Eating disorders usually start in adolescence. Their roots are psychological. The results can be devastating. They can ruin a person's quality of life and, in extreme cases, can lead to serious illness and death.

As a parent, you want to know the warning signs. Eating disorders affect both men and women, boys and girls. When the problems are caught early, children with eating disorders have an overwhelmingly good chance of correcting their eating behaviors and regaining their mental, emotional, and physical health.

Here are the warning signals:

Lean Lingo

Bulimia is an eating disorder characterized by overeating and purging, or throwing up. It's harmful to a person's health. It's a serious psychological problem, so consult with a professional who specializes in eating disorders if you suspect your son or daughter could be bulimic. Anorexia is a psychological disease in which a person starves themselves seemingly to attain a very slim body. It's very serious and can lead to death. If you suspect that your son or daughter is anorexic, consult with a professional who specializes in eating disorders.

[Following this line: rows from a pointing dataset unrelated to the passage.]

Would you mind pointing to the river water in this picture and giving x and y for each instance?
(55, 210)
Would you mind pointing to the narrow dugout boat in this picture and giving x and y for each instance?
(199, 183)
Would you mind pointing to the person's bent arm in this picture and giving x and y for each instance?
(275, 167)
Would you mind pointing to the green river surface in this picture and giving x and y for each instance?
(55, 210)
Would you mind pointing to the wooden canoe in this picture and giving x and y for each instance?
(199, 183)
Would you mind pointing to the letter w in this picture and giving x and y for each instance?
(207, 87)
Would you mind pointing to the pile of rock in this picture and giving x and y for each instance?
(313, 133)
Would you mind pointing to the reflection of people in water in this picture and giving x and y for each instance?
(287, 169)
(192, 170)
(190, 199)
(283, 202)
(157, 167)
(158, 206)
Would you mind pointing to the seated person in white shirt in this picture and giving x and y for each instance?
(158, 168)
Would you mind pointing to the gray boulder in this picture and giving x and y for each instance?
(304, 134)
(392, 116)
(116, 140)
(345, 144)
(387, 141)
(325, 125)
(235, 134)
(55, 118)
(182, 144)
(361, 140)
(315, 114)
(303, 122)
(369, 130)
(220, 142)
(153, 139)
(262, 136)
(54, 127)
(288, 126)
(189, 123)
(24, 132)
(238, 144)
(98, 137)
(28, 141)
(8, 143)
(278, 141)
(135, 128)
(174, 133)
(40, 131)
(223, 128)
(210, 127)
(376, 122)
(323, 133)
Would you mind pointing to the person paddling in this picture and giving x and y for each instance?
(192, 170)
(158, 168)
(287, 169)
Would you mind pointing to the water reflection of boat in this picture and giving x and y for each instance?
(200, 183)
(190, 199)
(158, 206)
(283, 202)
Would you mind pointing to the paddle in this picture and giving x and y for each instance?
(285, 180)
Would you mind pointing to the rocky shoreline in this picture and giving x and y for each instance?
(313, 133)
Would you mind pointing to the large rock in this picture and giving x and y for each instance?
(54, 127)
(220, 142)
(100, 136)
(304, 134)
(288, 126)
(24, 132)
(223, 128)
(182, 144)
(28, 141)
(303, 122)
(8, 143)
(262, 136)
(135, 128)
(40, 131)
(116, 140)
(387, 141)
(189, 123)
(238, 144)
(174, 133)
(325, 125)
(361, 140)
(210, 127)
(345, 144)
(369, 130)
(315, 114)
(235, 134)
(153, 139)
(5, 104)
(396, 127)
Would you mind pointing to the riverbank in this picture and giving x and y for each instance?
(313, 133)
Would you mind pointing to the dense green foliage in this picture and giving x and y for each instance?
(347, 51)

  • Overly high concern with body image. You'll be walking a fine line here, be-cause adolescence is the time of acute body awareness and comparison with others. A high concern is normal. An overly high concern could lead to problems.

  • Constantly telling everyone around them that they're fat. Some of this is normal, but too much is out of bounds.

  • Overeating but not gaining weight. This could be the result of bulimia, which involves bingeing and purging (self-induced vomiting). Warning signs of bulimia include (1) making excuses to go to the bathroom right after meals; (2) odd smells emanating from the bathroom after meals, often covered up with room sprays and fresheners; and (3) use of laxatives or diuretics.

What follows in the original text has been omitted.